Feb 20, 2015 By Jean-Paul Bergeaux In Blog

Anthem Hack Should Silence Calls For Regulatory Over Voluntary

The NIST Cyber Security Framework was created in response to President Obama’s call for our Federal Government to do more to help American companies secure their environments.  The framework is a voluntary starting point for companies to use, instead of having to start from scratch or hire a security firm to create a baseline to work from.

The NIST framework is a fantastic partnership between public and private experts in the cyber security field.  It’s a great starting place for any CISO, CEO or CIO to begin assessing how to build or improve their cyber security infrastructure.  However, the framework is not a checklist that proves an organization is secure.  Some on Capitol Hill do not seem to understand this.  At a recent Senate hearing, a senator said, “The voluntary program works as long as everybody is volunteering.” Another said, “I believe there needs to be greater government direction, legislative involvement, for the moment….”

These gentlemen from both of the major parties don’t get it.  The framework has to be voluntary because many parts of the framework don’t apply to all organizations.  Who decides in the regulatory environment which parts would apply and which would not? Even if it were implemented completely and perfectly, the framework won’t necessarily make an organization secure.  The point of a framework is to help organizations move forward by eliminating the tedious job of creating a baseline or investigating competing ideas to agree on a baseline.  With that work reduced, it allows organizations to focus resources such as time and money towards innovating and sharing both successes and failures with the community. But the framework, on its own, doesn’t guarantee security.

A major breach at a leading healthcare company made this point loud and clear.  Anthem (formerly WellPoint) has been highly involved in adapting the NIST framework specifically for the healthcare industry in what is called the HITRUST Common Security Framework (CSF).   The same day as the hearing, Anthem, which uses the CSF adaptation of the NIST framework, announced it had been hacked by a sophisticated and highly-coordinated external attack that had compromised 80 million customer and employee records.  This included many forms of personally identifiable information (PII) and is quite embarrassing, but makes the point.  Even those that voluntarily follow frameworks are not necessarily secure.  So why change it from voluntary?

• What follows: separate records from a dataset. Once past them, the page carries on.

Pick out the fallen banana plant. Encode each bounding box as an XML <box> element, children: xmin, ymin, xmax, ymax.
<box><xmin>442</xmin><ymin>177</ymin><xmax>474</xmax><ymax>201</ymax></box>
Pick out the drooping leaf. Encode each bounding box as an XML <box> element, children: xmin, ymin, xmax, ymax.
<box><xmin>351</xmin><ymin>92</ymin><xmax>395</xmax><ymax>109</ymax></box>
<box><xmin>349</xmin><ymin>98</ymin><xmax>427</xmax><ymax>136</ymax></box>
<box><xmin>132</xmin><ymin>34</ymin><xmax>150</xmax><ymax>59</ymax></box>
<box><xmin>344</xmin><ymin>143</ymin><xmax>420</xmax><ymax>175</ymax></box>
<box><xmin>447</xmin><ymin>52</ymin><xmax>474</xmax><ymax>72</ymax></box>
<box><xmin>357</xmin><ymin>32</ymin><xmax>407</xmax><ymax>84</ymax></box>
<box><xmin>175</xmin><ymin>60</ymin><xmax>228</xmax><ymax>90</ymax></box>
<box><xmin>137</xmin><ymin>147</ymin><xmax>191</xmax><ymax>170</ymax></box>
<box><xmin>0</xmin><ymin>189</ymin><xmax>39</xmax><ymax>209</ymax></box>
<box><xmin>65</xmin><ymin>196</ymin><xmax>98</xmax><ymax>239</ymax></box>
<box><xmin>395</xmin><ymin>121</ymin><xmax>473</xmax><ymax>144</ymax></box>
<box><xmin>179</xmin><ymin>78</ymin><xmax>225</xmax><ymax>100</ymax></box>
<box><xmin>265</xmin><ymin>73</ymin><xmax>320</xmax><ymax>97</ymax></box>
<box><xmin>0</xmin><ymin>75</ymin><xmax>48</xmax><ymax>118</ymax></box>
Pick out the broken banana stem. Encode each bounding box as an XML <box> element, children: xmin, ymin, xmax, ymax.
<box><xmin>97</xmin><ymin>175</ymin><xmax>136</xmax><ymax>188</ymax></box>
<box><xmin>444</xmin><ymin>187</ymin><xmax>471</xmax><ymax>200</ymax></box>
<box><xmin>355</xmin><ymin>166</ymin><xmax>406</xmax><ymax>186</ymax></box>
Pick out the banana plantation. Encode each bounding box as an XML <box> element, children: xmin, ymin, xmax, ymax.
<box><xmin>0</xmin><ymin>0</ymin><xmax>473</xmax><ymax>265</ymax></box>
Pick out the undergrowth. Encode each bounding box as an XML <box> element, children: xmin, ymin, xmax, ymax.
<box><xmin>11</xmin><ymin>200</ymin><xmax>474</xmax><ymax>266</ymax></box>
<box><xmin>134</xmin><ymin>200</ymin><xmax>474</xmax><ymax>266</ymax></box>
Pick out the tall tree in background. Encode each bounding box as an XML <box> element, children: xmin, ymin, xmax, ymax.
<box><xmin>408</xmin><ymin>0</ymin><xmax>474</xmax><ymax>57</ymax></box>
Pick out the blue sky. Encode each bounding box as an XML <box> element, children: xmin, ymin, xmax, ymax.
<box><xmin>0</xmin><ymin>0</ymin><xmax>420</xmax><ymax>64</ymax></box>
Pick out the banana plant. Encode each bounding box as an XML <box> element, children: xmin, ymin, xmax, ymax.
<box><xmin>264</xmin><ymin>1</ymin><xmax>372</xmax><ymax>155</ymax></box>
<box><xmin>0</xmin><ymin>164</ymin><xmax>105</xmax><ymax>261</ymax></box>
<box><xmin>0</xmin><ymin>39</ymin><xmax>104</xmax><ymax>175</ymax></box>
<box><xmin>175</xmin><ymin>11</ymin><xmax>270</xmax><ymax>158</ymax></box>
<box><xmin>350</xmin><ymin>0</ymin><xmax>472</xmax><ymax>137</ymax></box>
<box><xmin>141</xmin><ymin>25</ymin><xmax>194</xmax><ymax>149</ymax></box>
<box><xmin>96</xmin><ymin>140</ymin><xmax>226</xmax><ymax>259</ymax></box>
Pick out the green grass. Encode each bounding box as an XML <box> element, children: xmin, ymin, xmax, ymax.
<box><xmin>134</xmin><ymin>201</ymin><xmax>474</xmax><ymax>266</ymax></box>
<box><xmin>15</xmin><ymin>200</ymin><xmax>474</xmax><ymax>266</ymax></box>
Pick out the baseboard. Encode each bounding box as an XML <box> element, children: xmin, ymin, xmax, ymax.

Please note that I commend the NIST framework, the HITRUST CSF and Anthem for working hard to secure the company’s IT environment and contribute to the security of the rest of the health care industry. My point is this: The NIST framework is an excellent starting point, but it is just a starting point—not an end-all/be-all solution—for building a robust cyber security infrastructure. Proper safeguards need to be implemented and tested to ensure the framework dictates a security posture that actually works.